L’inps comunica che è stato realizzato un aggiornamento all’attuale procedura di “Regolarizzazione contributiva” per la Gestione dipendenti pubblici.


Nel dettaglio, con messaggio n. 1779/2019, sono stati eliminati i c.d. cicli elaborativi e le Strutture territoriali, per le posizioni di rispettiva competenza, predisporranno i fascicoli elettronici nei quali l’operatore può inserire uno o più nominativi di dipendenti dell’amministrazione sui cui procedere alla regolarizzazione, ed in relazione ai quali può essere emessa, a carico dell’ente, la relativa nota di debito, con gli importi richiesti per ciascun nominativo.
L’ente potrà consultare i dettagli dei calcoli effettuati, accedendo al servizio web “Note di debito”, implementato appositamente con la funzione di visualizzazione e disponibile in automatico a tutti gli utenti già abilitati.
Ricevuta la nota di debito, l’ente avrà 90 giorni per pagare l’importo dovuto o per effettuarne la contestazione.
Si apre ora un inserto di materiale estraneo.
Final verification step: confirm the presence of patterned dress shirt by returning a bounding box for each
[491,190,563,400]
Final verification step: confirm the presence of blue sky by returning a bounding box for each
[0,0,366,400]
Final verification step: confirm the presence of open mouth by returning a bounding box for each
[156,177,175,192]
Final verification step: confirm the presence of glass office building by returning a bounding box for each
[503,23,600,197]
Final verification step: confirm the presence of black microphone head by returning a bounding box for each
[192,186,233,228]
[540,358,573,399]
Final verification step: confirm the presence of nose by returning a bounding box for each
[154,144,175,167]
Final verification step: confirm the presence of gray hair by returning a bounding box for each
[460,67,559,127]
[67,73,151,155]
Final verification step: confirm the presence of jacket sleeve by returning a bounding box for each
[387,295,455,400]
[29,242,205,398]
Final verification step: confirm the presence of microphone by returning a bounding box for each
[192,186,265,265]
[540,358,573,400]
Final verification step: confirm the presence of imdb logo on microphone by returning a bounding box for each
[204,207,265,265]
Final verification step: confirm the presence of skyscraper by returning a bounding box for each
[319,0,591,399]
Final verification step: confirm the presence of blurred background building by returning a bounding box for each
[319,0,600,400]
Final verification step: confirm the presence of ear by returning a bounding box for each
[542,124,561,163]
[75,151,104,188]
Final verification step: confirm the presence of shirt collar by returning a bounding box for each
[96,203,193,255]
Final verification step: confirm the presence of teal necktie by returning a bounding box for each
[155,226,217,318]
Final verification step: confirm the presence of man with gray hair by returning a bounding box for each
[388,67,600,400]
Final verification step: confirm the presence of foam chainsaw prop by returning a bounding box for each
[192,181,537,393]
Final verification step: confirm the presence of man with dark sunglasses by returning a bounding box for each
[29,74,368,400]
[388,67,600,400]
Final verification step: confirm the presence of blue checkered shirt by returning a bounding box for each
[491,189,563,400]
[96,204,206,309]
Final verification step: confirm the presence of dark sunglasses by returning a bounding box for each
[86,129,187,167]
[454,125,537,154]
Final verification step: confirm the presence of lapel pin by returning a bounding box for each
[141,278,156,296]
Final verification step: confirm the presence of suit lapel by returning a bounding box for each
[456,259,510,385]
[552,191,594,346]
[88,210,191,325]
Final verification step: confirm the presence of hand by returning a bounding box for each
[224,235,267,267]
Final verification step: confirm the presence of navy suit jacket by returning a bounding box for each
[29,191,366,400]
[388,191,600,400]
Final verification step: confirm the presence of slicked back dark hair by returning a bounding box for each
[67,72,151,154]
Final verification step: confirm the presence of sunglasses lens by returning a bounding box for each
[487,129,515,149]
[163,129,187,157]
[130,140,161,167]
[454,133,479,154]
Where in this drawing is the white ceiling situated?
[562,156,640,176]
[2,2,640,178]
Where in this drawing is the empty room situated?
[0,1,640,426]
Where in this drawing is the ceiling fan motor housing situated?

La contestazione dovrà essere effettuata esclusivamente accedendo al servizio web “Note di Debito”.
All’atto della contestazione, l’ente potrà indicare il contributo da considerare in sostituzione di quello presente negli archivi dell’Istituto e inserire nel campo note i riferimenti della certificazione probatoria comunicata via PEC alla Struttura INPS competente.
Sul medesimo nominativo non è possibile effettuare la contestazione per più di due volte.
I nominativi oggetto di contestazione verranno espunti dalla nota di debito iniziale e saranno oggetto di una nuova lavorazione da parte delle Strutture competenti. In attesa della completa migrazione sul nuovo sistema, potrebbero pervenire anche notifiche di note di debito elaborate dall’applicativo “Sistemazioni contributive”; per tali note di debito dovranno essere seguite le modalità di contestazione in uso per il precedente applicativo.